Fratelli erano anche i suoi carcerieri, ai quali diceva: “Vi amo perché Gesù me lo ha insegnato”. E così li ha convertiti…
R.- Van Thuan amava tutti. Non faceva distinzione tra persecutori e amici: erano tutti i figli di Dio che era chiamato ad amare. E l'ha fatto senza esitazione.
Era quindi un uomo, mite, attento all’altro, riflessivo. Però prima di finire in carcere, come vescovo, chi lo conosceva lo descriveva come una persona molto dinamica…
R.- Lo era. In qualsiasi posto nel quale si trovava, era lì che Dio lo chiamava per essere testimone della fede, per essere apostolo, quindi non ha potuto smettere di esserlo neanche nelle condizioni di massima limitazione della sua libertà come appunto il contesto della prigione. Anche lì, lui continuò la sua opera di sacerdote e di vescovo. Ha evangelizzato, ha fatto amicizia, ha cantato, ha insegnato, ha cercato sempre di essere fedele alla chiamata che aveva ricevuto da Dio ad essere sacerdote.
Davanti a tutte queste evidenze, che cosa manca per poterlo chiamare beato?
R. – Mancherebbe un miracolo. Noi riceviamo presso l'ufficio della postulazione diverse segnalazioni, che vengono tutte prese in considerazione, approfondite e passate anche ad esperti per pareri tecnici. Quindi tecnicamente mancherebbe il miracolo così come richiesto dalla Chiesa con le sue specifiche caratteristiche.

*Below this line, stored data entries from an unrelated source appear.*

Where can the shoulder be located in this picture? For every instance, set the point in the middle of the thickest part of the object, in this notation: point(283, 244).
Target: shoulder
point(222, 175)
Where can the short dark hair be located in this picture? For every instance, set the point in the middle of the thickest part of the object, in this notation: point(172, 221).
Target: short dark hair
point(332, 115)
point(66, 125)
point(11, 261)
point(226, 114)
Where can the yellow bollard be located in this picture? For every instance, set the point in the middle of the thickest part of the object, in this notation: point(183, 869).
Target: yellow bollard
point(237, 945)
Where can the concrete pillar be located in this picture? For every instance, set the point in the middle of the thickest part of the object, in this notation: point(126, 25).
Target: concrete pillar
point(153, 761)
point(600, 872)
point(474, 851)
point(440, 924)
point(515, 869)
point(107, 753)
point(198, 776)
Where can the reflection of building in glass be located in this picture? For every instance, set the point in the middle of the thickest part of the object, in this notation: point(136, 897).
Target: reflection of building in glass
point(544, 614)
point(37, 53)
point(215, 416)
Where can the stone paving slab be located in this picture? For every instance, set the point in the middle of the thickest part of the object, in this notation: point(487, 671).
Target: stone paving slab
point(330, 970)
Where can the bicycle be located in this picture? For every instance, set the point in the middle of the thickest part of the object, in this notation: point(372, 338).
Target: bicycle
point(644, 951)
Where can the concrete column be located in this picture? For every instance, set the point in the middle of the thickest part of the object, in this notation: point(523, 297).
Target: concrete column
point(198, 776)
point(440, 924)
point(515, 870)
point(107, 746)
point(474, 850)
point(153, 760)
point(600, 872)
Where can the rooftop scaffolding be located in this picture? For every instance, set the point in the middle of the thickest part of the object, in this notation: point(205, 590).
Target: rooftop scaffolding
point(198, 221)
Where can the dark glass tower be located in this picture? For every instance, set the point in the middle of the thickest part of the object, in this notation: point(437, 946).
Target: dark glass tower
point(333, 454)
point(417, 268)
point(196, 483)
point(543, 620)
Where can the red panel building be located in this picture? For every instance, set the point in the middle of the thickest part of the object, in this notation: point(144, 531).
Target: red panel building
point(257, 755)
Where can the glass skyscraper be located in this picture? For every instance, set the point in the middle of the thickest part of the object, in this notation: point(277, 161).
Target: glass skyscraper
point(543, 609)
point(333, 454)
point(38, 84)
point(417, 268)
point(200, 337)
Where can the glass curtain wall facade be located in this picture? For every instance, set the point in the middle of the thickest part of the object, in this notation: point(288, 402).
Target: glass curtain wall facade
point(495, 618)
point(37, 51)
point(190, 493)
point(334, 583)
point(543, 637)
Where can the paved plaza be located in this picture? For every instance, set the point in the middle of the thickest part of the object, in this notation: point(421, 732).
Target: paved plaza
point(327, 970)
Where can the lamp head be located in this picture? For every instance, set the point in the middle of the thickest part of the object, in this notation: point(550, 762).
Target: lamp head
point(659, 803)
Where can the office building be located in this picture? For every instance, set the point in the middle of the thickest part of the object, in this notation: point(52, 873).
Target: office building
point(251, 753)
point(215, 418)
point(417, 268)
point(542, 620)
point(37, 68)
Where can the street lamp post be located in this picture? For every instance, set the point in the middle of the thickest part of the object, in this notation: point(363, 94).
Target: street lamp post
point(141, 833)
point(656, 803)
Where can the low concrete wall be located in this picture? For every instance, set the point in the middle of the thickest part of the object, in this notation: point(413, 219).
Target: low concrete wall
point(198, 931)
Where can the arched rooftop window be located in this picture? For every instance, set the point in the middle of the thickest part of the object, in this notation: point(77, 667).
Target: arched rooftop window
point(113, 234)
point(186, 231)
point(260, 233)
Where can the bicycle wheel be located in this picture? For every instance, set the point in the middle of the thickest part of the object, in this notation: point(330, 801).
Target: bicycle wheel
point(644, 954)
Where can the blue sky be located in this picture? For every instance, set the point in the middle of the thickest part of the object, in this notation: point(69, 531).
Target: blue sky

C’è stato un caso a Buenos Aires...
R. – I casi sono tanti, vanno da un continente all'altro. Purtroppo ad oggi non sono ancora stati segnalati casi che rispettino i criteri richiesti dalla Chiesa per essere riconosciuti come miracoli. Ma certamente sono segni che il cardinale intercede per i nostri bisogni.